- Publicado em Segunda, 03 Dezembro 2012 20:10- Diário do Comércio
- Escrito por Sérgio P. Muniz Costa
Democracia e
capitalismo são processos de solução de conflitos nascidos da prática cotidiana,
como apontou Antônio Delfim Netto, em artigo de 1995, na Gazeta Mercantil, a
respeito da inescapável vinculação entre a liberdade política e a
econômica.
Hoje, quase duas décadas após os três
acontecimentos que assinalaram a retomada do desenvolvimento pelo País – o
episódio do impeachment presidencial, o equacionamento da dívida externa e a
criação do Plano Real – é tempo de avaliar até onde o Brasil avançou na grande
convergência sancionada pela História: capitalismo, democracia e
desenvolvimento.
Embora demonstrada empiricamente, só há pouco
tempo essa aliança se tornou evidente e livre de contradições.
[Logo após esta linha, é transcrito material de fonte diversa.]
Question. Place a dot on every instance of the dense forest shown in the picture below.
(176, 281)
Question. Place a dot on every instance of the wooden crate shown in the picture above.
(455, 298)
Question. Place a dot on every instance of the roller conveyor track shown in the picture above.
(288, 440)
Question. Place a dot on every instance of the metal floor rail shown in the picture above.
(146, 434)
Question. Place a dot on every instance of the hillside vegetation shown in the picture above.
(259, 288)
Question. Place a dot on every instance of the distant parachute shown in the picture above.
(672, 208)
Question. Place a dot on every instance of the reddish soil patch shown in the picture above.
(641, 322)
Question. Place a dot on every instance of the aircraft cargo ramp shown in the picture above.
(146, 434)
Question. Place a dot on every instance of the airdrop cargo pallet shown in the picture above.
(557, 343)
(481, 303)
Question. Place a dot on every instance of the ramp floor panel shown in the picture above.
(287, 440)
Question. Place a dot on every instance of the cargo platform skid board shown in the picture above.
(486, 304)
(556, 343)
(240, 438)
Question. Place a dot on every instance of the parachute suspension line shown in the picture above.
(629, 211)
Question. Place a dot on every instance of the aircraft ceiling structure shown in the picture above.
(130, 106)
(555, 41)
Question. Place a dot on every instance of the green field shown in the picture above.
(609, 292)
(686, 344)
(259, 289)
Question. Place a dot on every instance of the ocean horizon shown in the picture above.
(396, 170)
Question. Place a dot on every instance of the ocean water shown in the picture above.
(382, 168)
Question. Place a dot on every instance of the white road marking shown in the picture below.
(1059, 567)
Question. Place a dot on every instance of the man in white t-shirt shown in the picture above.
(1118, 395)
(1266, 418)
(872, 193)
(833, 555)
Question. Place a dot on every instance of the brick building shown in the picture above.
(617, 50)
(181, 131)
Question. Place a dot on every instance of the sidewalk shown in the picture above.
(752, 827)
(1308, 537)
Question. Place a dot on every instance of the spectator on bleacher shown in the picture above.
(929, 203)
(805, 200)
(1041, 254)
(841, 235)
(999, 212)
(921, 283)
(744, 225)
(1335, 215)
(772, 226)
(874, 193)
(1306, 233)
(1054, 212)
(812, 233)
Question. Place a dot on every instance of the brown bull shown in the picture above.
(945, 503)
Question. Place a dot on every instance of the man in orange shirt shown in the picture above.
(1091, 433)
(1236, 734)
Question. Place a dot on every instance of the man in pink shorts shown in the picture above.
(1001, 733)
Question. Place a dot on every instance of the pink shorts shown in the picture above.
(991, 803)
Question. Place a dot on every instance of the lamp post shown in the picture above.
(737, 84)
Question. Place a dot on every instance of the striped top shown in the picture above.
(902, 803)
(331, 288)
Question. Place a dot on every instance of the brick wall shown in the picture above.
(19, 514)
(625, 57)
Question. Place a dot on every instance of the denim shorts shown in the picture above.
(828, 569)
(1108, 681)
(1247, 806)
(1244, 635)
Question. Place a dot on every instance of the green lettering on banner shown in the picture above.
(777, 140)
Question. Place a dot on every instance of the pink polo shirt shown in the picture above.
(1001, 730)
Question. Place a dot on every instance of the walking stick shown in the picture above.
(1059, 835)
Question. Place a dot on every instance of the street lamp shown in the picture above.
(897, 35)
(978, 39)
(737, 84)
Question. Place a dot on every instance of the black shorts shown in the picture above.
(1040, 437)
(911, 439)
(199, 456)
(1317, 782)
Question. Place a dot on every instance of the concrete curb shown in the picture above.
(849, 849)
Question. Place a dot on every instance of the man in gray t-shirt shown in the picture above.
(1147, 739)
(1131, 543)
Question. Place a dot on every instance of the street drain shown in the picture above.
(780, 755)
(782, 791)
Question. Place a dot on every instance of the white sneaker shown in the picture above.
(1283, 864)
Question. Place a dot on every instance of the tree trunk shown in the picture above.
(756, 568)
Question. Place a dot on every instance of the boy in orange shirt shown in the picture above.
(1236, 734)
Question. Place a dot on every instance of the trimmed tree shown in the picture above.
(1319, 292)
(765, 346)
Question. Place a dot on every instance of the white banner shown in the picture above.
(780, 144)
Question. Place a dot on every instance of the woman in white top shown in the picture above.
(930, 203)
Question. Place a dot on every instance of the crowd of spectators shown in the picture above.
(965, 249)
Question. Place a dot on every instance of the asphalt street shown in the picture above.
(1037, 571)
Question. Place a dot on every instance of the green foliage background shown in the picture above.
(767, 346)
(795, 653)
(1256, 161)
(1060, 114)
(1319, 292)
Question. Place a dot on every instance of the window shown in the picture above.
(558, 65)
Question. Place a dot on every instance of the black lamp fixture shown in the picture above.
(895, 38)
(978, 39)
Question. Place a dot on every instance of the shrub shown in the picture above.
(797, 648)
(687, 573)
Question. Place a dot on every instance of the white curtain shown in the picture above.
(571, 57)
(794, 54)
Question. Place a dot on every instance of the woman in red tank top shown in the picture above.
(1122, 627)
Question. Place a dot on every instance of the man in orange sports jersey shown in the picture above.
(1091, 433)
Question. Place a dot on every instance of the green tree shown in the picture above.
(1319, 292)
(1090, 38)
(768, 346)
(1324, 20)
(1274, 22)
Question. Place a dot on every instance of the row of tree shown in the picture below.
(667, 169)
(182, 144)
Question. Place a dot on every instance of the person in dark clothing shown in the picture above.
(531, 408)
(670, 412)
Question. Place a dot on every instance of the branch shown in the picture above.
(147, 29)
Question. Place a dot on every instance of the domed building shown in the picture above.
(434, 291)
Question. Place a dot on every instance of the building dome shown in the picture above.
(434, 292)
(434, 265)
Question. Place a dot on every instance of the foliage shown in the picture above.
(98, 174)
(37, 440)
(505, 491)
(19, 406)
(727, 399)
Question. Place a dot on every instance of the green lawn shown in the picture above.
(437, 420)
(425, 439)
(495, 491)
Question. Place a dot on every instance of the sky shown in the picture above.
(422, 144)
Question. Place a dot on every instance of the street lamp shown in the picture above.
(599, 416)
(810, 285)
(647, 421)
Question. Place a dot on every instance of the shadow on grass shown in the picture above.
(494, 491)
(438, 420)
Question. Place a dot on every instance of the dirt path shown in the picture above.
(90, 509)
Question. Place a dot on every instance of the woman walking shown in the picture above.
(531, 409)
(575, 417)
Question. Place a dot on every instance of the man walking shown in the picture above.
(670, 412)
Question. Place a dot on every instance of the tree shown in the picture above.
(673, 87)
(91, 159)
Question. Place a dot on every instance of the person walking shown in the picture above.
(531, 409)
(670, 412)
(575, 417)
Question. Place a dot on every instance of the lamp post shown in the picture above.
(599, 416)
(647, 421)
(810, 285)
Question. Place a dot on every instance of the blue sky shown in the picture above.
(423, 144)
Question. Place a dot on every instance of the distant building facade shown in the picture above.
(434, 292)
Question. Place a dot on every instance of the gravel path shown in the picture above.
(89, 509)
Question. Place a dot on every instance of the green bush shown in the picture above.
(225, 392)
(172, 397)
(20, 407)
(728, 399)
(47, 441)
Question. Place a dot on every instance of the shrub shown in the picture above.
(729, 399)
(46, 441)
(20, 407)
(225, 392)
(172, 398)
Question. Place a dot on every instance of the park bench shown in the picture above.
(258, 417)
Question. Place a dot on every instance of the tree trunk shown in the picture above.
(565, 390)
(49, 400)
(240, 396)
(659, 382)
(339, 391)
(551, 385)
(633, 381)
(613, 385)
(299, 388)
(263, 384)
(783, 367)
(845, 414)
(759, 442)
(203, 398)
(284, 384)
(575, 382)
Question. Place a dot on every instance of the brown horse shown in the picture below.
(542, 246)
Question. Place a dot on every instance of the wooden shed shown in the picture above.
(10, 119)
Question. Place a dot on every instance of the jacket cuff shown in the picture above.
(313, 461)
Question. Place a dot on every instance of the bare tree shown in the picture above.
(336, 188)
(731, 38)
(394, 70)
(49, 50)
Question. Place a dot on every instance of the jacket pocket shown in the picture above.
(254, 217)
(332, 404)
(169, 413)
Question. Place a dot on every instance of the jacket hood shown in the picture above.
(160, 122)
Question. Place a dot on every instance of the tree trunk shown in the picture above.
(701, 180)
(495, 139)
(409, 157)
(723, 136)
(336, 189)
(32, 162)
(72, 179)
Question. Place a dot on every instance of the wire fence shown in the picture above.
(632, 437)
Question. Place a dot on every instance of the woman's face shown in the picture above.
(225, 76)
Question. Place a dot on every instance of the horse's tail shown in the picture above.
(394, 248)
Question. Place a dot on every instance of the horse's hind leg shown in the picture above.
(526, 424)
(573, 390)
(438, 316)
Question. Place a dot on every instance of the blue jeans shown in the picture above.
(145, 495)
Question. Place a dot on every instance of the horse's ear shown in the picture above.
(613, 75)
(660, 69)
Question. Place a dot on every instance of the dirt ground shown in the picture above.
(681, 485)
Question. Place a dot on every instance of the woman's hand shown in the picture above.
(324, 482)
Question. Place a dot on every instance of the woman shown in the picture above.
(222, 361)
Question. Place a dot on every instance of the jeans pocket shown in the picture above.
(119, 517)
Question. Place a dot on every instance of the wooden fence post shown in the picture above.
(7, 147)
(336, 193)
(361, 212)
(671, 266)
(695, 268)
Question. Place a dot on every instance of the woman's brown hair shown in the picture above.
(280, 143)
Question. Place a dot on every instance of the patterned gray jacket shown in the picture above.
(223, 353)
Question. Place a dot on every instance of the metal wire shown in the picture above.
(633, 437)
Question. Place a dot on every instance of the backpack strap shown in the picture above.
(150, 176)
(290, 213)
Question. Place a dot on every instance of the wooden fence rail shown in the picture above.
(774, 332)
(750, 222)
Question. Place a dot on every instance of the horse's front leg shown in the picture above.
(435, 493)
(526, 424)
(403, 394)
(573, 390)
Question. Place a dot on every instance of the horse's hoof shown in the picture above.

O desenvolvimento, o mais recente parceiro da
tríade, foi esgrimido por totalitarismos e autoritarismos, e suscitou enorme
fascínio estatista sobre os governos democráticos.
O alerta veio de um dos expoentes da escola
austríaca de economia, Friedrich Hayek, segundo quem a política da liberdade
para o indivíduo é a única que de fato conduz ao progresso.
Os outros dois, capitalismo e democracia,
acenderam polêmicas em torno da propriedade e do Estado, do privado e do
público, da liberdade e da igualdade. Também aí o curso da História se
encarregou de resolver a questão, na medida em que aquilo que ainda incomodava
Marx (...) a contradição entre o privado e o público, típica dos estados
iniciais da era moderna, foi um fenômeno temporário que trouxe a completa
extinção da própria diferença entre as esferas privada e pública, a submissão
de ambas na esfera social" (Hannah Arendt).
José Guilherme Merquior encontrou em Norberto
Bobbio a convicção de que a "teoria liberal do Estado limitado – limitado ao
mesmo tempo pelas garantias individuais e pelos controles institucionais –era
uma barreira não apenas para a monarquia absoluta, mas também para qualquer
outra forma de governo". Segundo o próprio Bobbio,"toda democracia genuína é
necessariamente uma democracia liberal".
Foram inteligências desse porte que nos
mostraram a conciliação entre liberdade e igualdade, que fez do
desenvolvimento a resultante moderna do capitalismo e da democracia. E em Hayek
temos a fórmula política dessa convergência: "criar as condições favoráveis ao
progresso, ao invés de planejar o progresso".
Se esse nexo teórico soar inútil a um eu cívico
dissipado na egolatria, convém colimar a pessoa que pensa, age e trabalha
sempre em função de outras pessoas, qualquer seja sua condição de poder,
conhecimento ou riqueza. Por esse viés, a ação humana se reparte entre a
certeza e a perspectiva. Na primeira, milita o homem das instituições, do
amálgama social, o agente da ordem, o produto do consenso.
Na segunda, age o homem que cria, inova e
questiona, associado à mudança, inerente à incerteza.
Nossa individualidade acopla esses hemisférios;
mas socialmente a prática existencial nos remete a uma ou outra, donde resulta
a complementaridade. Mas prevalece a perspectiva –da inovação, da geração de
riqueza e da mudança –sobre a certeza.
Em um mundo globalizado é difícil falar em
Estado mínimo. Mas o Estado essencial à sociedade brasileira está sendo
inviabilizado pela fórmula do Estado impossível: tudo se quer no Estado e
tudo se espera do Estado.
É imprescindível ao desenvolvimento da
sociedade brasileira que ela recupere o ethos da liberdade, para superar as
contradições que a História já solucionou.
A alternativa é ficar à margem da
História.
O difícil é aceitar que essa inflexão depende
menos do Estado do que de nós mesmos.